La moneta non è neutrale. Come ha ben spiegato Hayek (nobel nel 1974) tra il 1928 ed il 1933, l’accrescimento della quantità di moneta nel sistema modifica radicalmente la struttura produttiva, orientandola verso settori più capital-intensive. Il flusso monetario aggiuntivo può giungere in due modi, uno sano e uno insano. Nel primo caso si tratta di un’accresciuta quantità di risparmio, dovuta ad un cambio strutturale nelle preferenze dei consumatori. Nel secondo caso, invece, è la politica bancaria che esercita una modificazione artificiosa, operando una disinvolta politica del credito, sostenuta da tassi di interesse troppo bassi. In gergo si dice che il tasso naturale (quello che garantisce l’equilibrio tra risparmi e investimenti) si situa al di sopra di quello reale (e conosciuto dagli operatori del settore, che sulla base di esso operano le proprie decisioni di investimento). Ciò può avvenire anche senza che le banche centrali modifichino i tassi; infatti, un’eccessiva richiesta di fondi, dettata da aspettative di profitto favorevoli, porta il tasso di equilibrio a salire; in tal caso, le banche centrali dovrebbero reagire alzando i tassi e non assecondando scelte economiche semplicemente euforiche.

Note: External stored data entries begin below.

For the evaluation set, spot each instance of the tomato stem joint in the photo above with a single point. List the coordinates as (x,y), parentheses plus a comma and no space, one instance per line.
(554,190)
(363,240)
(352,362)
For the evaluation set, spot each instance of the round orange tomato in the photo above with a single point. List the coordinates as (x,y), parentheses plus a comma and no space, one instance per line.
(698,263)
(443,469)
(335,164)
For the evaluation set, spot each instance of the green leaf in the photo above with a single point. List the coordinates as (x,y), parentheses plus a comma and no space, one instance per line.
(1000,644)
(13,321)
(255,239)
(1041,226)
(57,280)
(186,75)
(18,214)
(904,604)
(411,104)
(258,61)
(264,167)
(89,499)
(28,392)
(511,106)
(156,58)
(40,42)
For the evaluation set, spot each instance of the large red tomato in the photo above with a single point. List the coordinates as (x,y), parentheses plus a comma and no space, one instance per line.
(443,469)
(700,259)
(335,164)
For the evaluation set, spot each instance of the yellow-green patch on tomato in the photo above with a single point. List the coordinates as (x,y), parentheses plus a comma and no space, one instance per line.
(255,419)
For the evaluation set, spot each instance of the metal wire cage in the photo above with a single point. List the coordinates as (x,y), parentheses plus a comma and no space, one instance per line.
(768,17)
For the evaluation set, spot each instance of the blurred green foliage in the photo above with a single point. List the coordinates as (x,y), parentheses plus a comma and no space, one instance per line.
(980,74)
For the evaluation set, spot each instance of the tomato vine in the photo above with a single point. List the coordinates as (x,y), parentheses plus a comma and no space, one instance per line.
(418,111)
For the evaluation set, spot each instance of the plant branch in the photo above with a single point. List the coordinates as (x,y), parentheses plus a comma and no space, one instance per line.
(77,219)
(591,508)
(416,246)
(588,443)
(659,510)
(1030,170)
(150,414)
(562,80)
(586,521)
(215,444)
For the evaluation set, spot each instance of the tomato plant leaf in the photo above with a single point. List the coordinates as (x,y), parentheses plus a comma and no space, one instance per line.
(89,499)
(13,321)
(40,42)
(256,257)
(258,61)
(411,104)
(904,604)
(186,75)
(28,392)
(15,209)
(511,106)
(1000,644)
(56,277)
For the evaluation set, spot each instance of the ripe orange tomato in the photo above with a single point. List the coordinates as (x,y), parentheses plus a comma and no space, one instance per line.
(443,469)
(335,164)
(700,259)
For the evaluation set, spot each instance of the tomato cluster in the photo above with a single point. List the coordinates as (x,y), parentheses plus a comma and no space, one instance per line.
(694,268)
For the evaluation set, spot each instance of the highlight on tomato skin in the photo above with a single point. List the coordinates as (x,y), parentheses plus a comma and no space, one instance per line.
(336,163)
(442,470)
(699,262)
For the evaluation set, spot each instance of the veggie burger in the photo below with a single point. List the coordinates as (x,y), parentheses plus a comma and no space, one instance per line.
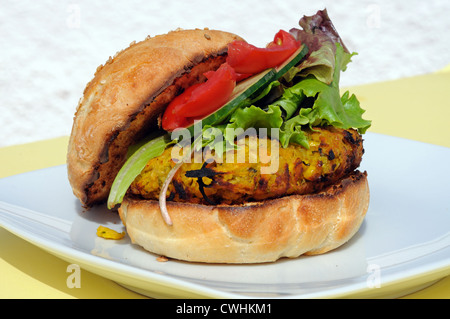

Una crescita iniziatasi per l’aumento del tasso di risparmio è senz’altro sostenibile, proprio perché modifica il sistema in modo strutturale. Il punto di equilibrio cui si tende si è modificato, è più alto. Il boom indotto da un tasso reale al di sotto del livello di equilibrio, al contrario, si interrompe quando l’espansione monetaria non è più sostenibile, a causa dell’inflazione indotta. A questo punto si genera la crisi, che è tanto più grave quanto più ampia e artificiosa era stata l’espansione del credito.
In quest’ultima evenienza la deflazione è assolutamente necessaria, per guidare il sistema all’equilibrio precedente al boom. Le iniezioni monetarie dei governi, invece, tendono a rallentarla, nel tentativo di proseguire con l’illusione della ricchezza artificiale. È un concetto duro da digerire, ma i debiti, prima o poi, si pagano. Così è assolutamente stolto pensare di uscire dalla crisi senza danni. Un tossicodipendente può uscire dalle sue violente crisi solo arrivando a schiumare. È doloroso, sì, ma assolutamente necessario. E, di solito, tale processo si accompagna ad una rinnovata consapevolezza. Quando, invece, l’astinenza è placata da nuove dosi, si continuano a produrre gli stessi perniciosi effetti.
I governi mondiali lo capiranno? Non siamo sostenitori della decrescita. Ma di una crescita sana, sostenuta dal risparmio reale. Certo, essa è più lenta e faticosa, ma più duratura. Le onde effimere, invece, si infrangono sugli scogli.